The following code provides a function to replicate the simulation settings of Lunceford and Davidian (2004).

library(mvtnorm)
tau_0 <- c(-1, -1, 1, 1)
tau_1 <- tau_0 * -1
Sigma_X3 <- matrix(
   c(1, 0.5, -0.5, -0.5,
     0.5, 1, -0.5, -0.5,
     -0.5, -0.5, 1, 0.5,
     -0.5, -0.5, 0.5, 1), ncol = 4, byrow = TRUE)

gen_data <- function(n, beta, nu, xi){
  X3 <- rbinom(n, 1, prob = 0.2)
  V3 <- rbinom(n, 1, prob = (0.75 * X3 + (0.25 * (1 - X3))))
  hold <- rmvnorm(n,  mean = rep(0, 4), Sigma_X3)
  colnames(hold) <- c("X1", "V1", "X2", "V2")
  hold <- cbind(hold, X3, V3)
  hold <- apply(hold, 1, function(x){
    x[1:4] <- x[1:4] + tau_1^(x[5])*tau_0^(1 - x[5])
    x})
  hold <- t(hold)[, c("X1", "X2", "X3", "V1", "V2", "V3")]
  X <- cbind(Int = 1, hold)
  Z <- rbinom(n, 1, prob = plogis(X[, 1:4] %*% beta))
  X <- cbind(X[, 1:4], Z, X[, 5:7])
  data.frame(
    Y = X %*% c(nu, xi) + rnorm(n), 
    X[ , -1])
}

To show that estimate_dr correctly computes \(\hat{\Delta}_{DR}\), the results from geex can be compared to computing \(\hat{\Delta}_{DR}\) “by hand” for a simulated dataset.

dt <- gen_data(1000, c(0, 0.6, -0.6, 0.6), c(0, -1, 1, -1, 2), c(-1, 1, 1))
geex_results <- estimate_dr(dt, Z ~ X1 + X2 + X3, Y ~ X1 + X2 + X3)

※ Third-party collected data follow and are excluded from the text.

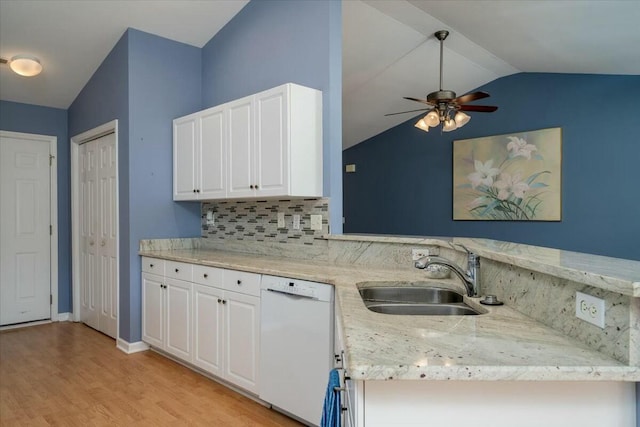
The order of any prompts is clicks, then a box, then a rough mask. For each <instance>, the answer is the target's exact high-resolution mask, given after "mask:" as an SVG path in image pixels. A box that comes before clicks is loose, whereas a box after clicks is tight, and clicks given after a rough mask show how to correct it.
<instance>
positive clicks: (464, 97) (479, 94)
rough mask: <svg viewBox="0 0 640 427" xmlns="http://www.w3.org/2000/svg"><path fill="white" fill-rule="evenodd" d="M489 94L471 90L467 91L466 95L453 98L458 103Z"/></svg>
mask: <svg viewBox="0 0 640 427" xmlns="http://www.w3.org/2000/svg"><path fill="white" fill-rule="evenodd" d="M489 96H491V95H489V94H488V93H487V92H472V93H467V94H466V95H462V96H459V97H457V98H456V99H454V100H453V102H456V103H458V104H466V103H467V102H471V101H475V100H477V99H482V98H488V97H489Z"/></svg>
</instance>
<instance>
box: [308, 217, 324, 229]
mask: <svg viewBox="0 0 640 427" xmlns="http://www.w3.org/2000/svg"><path fill="white" fill-rule="evenodd" d="M311 229H312V230H322V215H311Z"/></svg>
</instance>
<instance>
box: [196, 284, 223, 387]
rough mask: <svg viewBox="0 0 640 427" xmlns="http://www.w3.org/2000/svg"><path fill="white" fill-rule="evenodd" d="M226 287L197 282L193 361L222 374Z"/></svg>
mask: <svg viewBox="0 0 640 427" xmlns="http://www.w3.org/2000/svg"><path fill="white" fill-rule="evenodd" d="M222 300H223V291H222V289H218V288H214V287H210V286H202V285H193V364H194V365H196V366H198V367H199V368H202V369H204V370H205V371H207V372H210V373H212V374H214V375H217V376H220V377H222V376H223V374H224V372H223V370H222V365H223V363H224V361H223V356H224V353H223V345H224V341H223V333H224V329H223V327H222V322H223V321H224V316H223V310H222V308H223V307H224V305H223V304H222Z"/></svg>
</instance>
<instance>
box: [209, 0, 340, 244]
mask: <svg viewBox="0 0 640 427" xmlns="http://www.w3.org/2000/svg"><path fill="white" fill-rule="evenodd" d="M341 7H342V5H341V2H334V1H329V2H326V1H272V0H261V1H252V2H250V3H249V4H248V5H247V6H245V7H244V9H242V10H241V11H240V13H238V15H236V16H235V17H234V18H233V19H232V20H231V21H230V22H229V23H228V24H227V25H226V26H225V27H224V28H223V29H222V30H221V31H220V32H219V33H218V34H216V35H215V36H214V37H213V38H212V39H211V40H210V41H209V43H207V44H206V45H205V46H204V48H203V51H202V52H203V53H202V55H203V56H202V106H203V108H208V107H211V106H214V105H218V104H222V103H224V102H228V101H231V100H233V99H237V98H241V97H243V96H247V95H251V94H252V93H256V92H260V91H263V90H266V89H269V88H272V87H275V86H278V85H281V84H283V83H289V82H291V83H297V84H300V85H304V86H308V87H312V88H315V89H318V90H321V91H322V92H323V139H324V144H323V146H324V150H323V158H324V194H325V196H331V199H332V200H331V209H330V210H331V231H332V232H333V233H340V232H341V230H342V209H341V200H342V173H341V172H340V171H341V166H342V162H341V156H342V117H341V113H340V112H341V108H342V62H341V61H342V47H341V46H342V44H341V42H342V40H341V28H342V10H341Z"/></svg>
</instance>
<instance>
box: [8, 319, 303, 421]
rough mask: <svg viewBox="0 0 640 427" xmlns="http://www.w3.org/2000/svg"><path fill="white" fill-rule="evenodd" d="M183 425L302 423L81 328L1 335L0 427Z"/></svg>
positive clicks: (103, 336)
mask: <svg viewBox="0 0 640 427" xmlns="http://www.w3.org/2000/svg"><path fill="white" fill-rule="evenodd" d="M185 425H193V426H198V425H206V426H298V425H300V424H298V423H297V422H295V421H293V420H291V419H290V418H287V417H285V416H284V415H281V414H279V413H277V412H275V411H273V410H271V409H268V408H266V407H264V406H262V405H260V404H258V403H256V402H254V401H252V400H251V399H248V398H246V397H244V396H242V395H240V394H238V393H235V392H233V391H231V390H230V389H228V388H226V387H224V386H222V385H220V384H218V383H216V382H214V381H212V380H210V379H208V378H205V377H204V376H202V375H199V374H197V373H195V372H193V371H191V370H189V369H187V368H185V367H183V366H181V365H179V364H177V363H175V362H173V361H171V360H168V359H166V358H164V357H162V356H160V355H158V354H156V353H154V352H151V351H146V352H142V353H136V354H131V355H126V354H125V353H123V352H121V351H120V350H118V349H116V347H115V343H114V341H113V340H112V339H111V338H108V337H107V336H105V335H102V334H101V333H99V332H96V331H94V330H93V329H91V328H89V327H87V326H85V325H82V324H79V323H70V322H60V323H51V324H47V325H40V326H32V327H27V328H21V329H13V330H8V331H3V332H0V426H82V427H85V426H185Z"/></svg>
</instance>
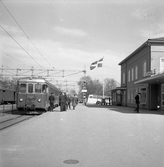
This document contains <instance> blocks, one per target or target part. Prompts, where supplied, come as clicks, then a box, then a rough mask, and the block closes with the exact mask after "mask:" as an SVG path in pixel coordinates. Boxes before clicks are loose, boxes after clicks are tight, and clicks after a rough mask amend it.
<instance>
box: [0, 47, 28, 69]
mask: <svg viewBox="0 0 164 167" xmlns="http://www.w3.org/2000/svg"><path fill="white" fill-rule="evenodd" d="M0 51H1V52H2V53H3V54H5V55H6V56H8V57H11V58H12V59H14V60H16V61H18V62H20V63H22V64H24V63H23V62H21V61H19V60H18V59H16V58H14V57H12V56H10V55H9V54H7V53H5V52H4V51H2V50H0ZM24 65H26V66H29V65H27V64H24ZM29 67H30V66H29Z"/></svg>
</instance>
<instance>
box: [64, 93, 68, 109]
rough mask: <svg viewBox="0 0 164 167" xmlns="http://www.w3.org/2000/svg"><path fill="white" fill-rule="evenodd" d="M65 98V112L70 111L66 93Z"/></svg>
mask: <svg viewBox="0 0 164 167" xmlns="http://www.w3.org/2000/svg"><path fill="white" fill-rule="evenodd" d="M64 96H65V108H64V111H67V109H68V97H67V94H66V93H64Z"/></svg>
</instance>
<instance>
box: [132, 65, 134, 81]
mask: <svg viewBox="0 0 164 167" xmlns="http://www.w3.org/2000/svg"><path fill="white" fill-rule="evenodd" d="M133 80H134V68H132V81H133Z"/></svg>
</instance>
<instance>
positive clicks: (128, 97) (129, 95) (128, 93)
mask: <svg viewBox="0 0 164 167" xmlns="http://www.w3.org/2000/svg"><path fill="white" fill-rule="evenodd" d="M127 96H128V103H130V89H128V94H127Z"/></svg>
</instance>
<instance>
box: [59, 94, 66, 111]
mask: <svg viewBox="0 0 164 167" xmlns="http://www.w3.org/2000/svg"><path fill="white" fill-rule="evenodd" d="M66 101H67V99H66V95H65V94H64V93H61V94H60V96H59V104H60V111H66Z"/></svg>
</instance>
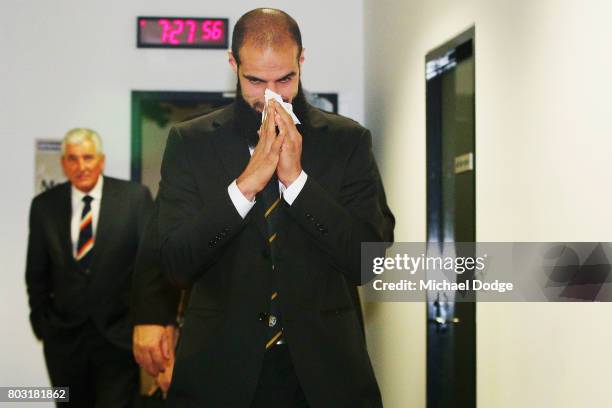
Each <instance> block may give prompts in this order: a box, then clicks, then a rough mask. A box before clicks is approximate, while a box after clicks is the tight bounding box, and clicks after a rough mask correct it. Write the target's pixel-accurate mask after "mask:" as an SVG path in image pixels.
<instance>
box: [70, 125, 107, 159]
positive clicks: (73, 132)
mask: <svg viewBox="0 0 612 408" xmlns="http://www.w3.org/2000/svg"><path fill="white" fill-rule="evenodd" d="M86 140H89V141H90V142H91V143H93V145H94V147H95V148H96V153H97V154H104V151H103V149H102V139H100V135H98V133H96V132H95V131H94V130H91V129H87V128H76V129H72V130H69V131H68V133H66V136H64V140H62V156H63V155H65V154H66V146H67V145H69V144H71V145H79V144H81V143H83V142H85V141H86Z"/></svg>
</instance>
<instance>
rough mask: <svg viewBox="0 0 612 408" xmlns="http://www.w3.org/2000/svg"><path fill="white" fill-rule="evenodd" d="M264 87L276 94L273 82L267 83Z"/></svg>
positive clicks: (275, 88)
mask: <svg viewBox="0 0 612 408" xmlns="http://www.w3.org/2000/svg"><path fill="white" fill-rule="evenodd" d="M266 87H267V88H268V89H269V90H271V91H272V92H274V93H278V89H277V86H276V83H275V82H271V83H268V84H267V85H266Z"/></svg>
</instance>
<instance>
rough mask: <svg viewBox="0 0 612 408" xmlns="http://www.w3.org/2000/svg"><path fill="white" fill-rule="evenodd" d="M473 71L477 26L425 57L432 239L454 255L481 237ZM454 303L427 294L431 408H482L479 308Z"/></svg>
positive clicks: (454, 301) (474, 95)
mask: <svg viewBox="0 0 612 408" xmlns="http://www.w3.org/2000/svg"><path fill="white" fill-rule="evenodd" d="M474 68H475V66H474V29H473V28H472V29H470V30H468V31H466V32H464V33H463V34H461V35H459V36H457V37H456V38H455V39H453V40H451V41H449V42H448V43H446V44H444V45H442V46H441V47H438V48H436V49H435V50H433V51H431V52H430V53H428V54H427V57H426V71H427V75H426V81H427V87H426V92H427V96H426V98H427V102H426V103H427V107H426V115H427V119H426V121H427V241H428V243H429V246H430V247H433V248H437V249H438V250H440V251H444V252H447V254H448V255H451V256H453V255H457V256H469V255H470V254H467V253H461V254H460V253H457V252H458V250H457V249H456V247H454V245H453V244H452V243H456V242H474V241H475V239H476V224H475V222H476V210H475V192H476V190H475V153H476V152H475V126H474V122H475V120H474V119H475V109H474V107H475V97H474V96H475V95H474V90H475V89H474V88H475V86H474V80H475V76H474V73H475V71H474ZM441 243H444V246H442V245H440V244H441ZM461 251H463V249H461ZM448 252H453V253H448ZM469 278H470V273H464V274H463V275H461V277H460V279H462V280H464V279H469ZM462 295H464V296H467V297H469V296H471V295H472V294H469V293H467V294H465V293H463V294H462ZM455 300H456V299H454V298H449V296H448V294H447V293H445V292H429V293H428V294H427V407H428V408H473V407H476V321H475V314H476V303H475V302H473V301H471V302H456V301H455Z"/></svg>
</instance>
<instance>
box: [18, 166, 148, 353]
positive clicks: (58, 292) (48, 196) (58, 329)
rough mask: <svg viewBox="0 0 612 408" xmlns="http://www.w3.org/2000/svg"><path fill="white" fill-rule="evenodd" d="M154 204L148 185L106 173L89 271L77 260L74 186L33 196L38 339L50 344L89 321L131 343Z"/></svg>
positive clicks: (33, 313)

e  <- predict(glm(Z ~ X1 + X2 + X3, data = dt, family = "binomial"),
              type = "response")
m0 <- predict(glm(Y ~ X1 + X2 + X3, data = dt, subset = Z==0), newdata = dt)
m1 <- predict(glm(Y ~ X1 + X2 + X3, data = dt, subset = Z==1), newdata = dt)
del_hat <- with(dt, mean( (Z * Y - (Z - e) * m1)/e)) - 
  with(dt, mean(((1 - Z) * Y - (Z - e) * m0)/(1 - e)))

Lunceford, Jared K., and Marie Davidian. 2004. Stratification and Weighting via the Propensity Score in Estimation of Causal Treatment Effects: A Comparative Study 23.

Perez-Heydrich, Carolina, Michael G. Hudgens, M. Elizabeth Halloran, John D. Clemens, Mohammad Ali, and Michael E. Emch. 2014. Assessing Effects of Cholera Vaccination in the Presence of Interference 70.